Wie schon Huelles großer Roman "Weiser Dawidek" ist "Mercedes-Benz" eine Erforschung des Mysteriums Erinnerung, der poetischen Produktivkraft schlechthin. Wenn die Geschichten um das autonärrische Paar Maria und Karol immer unwahrscheinlicher - und zugleich von Fotografien aus dem Familienalbum beglaubigt - werden, weist Fräulein Ciwle den Erzähler zurecht, weil er die Lücken der Geschichte ein ums andere Mal mit seiner Fabulierkunst auffüllt. Fotografie ist neben dem Automobil die andere unverzichtbare Technik des Romanciers. Fotos sind die Straßenkarten jeder Reise in die Vergangenheit, doch ersetzt ihre Betrachtung nicht die Fahrt.

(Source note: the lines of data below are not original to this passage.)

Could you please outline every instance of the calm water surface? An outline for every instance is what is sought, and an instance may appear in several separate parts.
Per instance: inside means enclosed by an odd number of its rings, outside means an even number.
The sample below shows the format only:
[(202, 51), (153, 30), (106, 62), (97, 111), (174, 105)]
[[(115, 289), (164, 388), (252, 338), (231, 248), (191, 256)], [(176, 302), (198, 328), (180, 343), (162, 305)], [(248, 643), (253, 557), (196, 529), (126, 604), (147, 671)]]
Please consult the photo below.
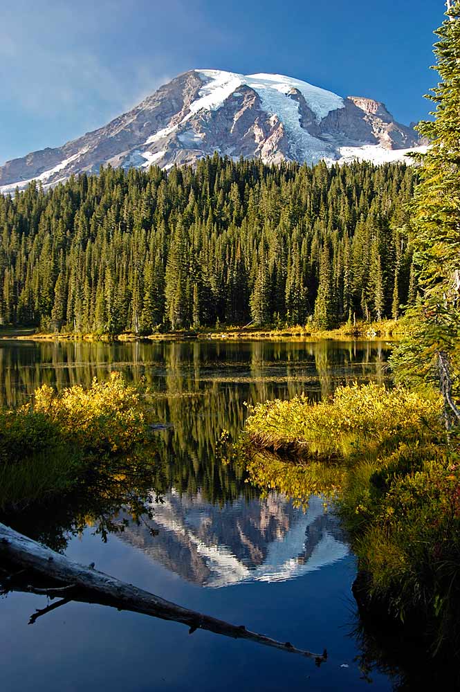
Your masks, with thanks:
[[(383, 381), (384, 342), (161, 343), (0, 342), (0, 404), (27, 401), (46, 382), (87, 385), (121, 370), (154, 392), (160, 488), (151, 518), (139, 525), (122, 508), (122, 532), (101, 539), (97, 513), (77, 531), (81, 507), (53, 502), (29, 511), (21, 530), (47, 537), (79, 562), (190, 608), (222, 618), (329, 659), (313, 662), (178, 623), (100, 606), (70, 603), (28, 620), (46, 599), (0, 599), (0, 680), (5, 692), (67, 691), (359, 690), (351, 585), (356, 563), (337, 519), (312, 498), (304, 512), (289, 498), (261, 498), (241, 470), (215, 453), (223, 429), (236, 437), (246, 408), (305, 392), (319, 399), (340, 383)], [(80, 516), (77, 518), (77, 515)], [(19, 523), (20, 523), (19, 520)], [(83, 521), (84, 524), (84, 520)], [(378, 671), (374, 690), (392, 689)]]

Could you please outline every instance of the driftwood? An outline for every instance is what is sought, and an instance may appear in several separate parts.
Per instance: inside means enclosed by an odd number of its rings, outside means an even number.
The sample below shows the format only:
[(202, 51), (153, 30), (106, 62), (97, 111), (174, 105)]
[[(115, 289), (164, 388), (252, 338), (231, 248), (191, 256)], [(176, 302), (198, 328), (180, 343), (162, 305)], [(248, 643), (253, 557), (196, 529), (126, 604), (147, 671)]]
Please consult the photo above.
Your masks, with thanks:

Als Höhepunkt des Unterrichts, der von der Fahrstunde zur Geschichtslektion wurde, erlebt der Erzähler schließlich eine rauschhafte Nacht mit Fräulein Ciwle. Doch diese endlich erlebte Gegenwart des Glücks ist nur Schein; der wahre Kern der Liebe ist wie bei den Großeltern nicht mehr freizulegen. Selbst die Stadt Danzig, deren Porträt Huelle nebenbei entwirft, ist von diesem Makel der Undurchdringlichkeit gezeichnet: "Wieder überwucherten Brennesseln, Quecken und weißer Gänsefuß die Stadt, die ich nie gemocht hatte, die fremde, niederträchtige, unechte Stadt, Jahr für Jahr sank sie einen Millimeter tiefer in den Moder der eigenen Mythen, als hätte sie eine zu geringe Dosis Sonnenschein abbekommen, als hätte sich der alte Geruch von Hering, Pech, Rost und Algen als undurchdringlicher Schleier auf das fette Wasser der Kanäle gelegt."

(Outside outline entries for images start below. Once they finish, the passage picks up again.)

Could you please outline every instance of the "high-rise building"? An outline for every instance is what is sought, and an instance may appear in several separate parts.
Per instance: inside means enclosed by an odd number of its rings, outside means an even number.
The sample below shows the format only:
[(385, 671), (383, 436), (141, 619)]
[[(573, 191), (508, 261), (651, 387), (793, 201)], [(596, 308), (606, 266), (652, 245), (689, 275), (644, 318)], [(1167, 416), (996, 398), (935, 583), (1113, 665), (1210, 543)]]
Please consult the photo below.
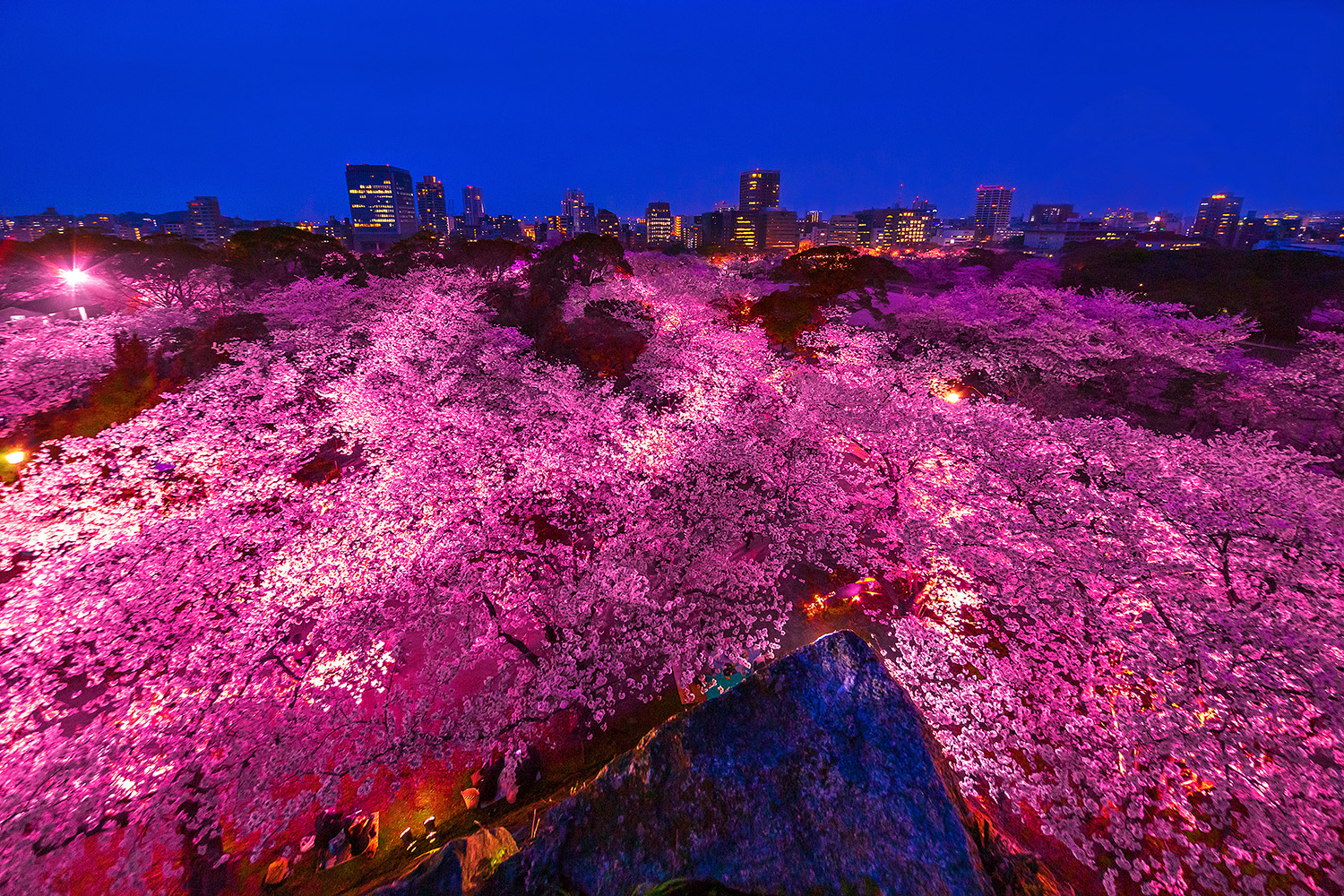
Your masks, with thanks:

Ein schmales Buch, ein leichtes, wendiges Buch; seine Karosserie gleicht eher einem Fiat Polski denn einem Mercedes. Doch wer je in Danzig oder Warschau einen Parkplatz suchte, weiß um den Segen der kleinen Form. Nichts bewegt Sie wie ein Roman.
Pawel Huelle: "Mercedes-Benz". Aus den Briefen an Hrabal. Roman. Aus dem Polnischen übersetzt von Renate Schmidgall. Verlag C. H. Beck, München 2003. 160 S., Abb., geb., 17,90 [Euro].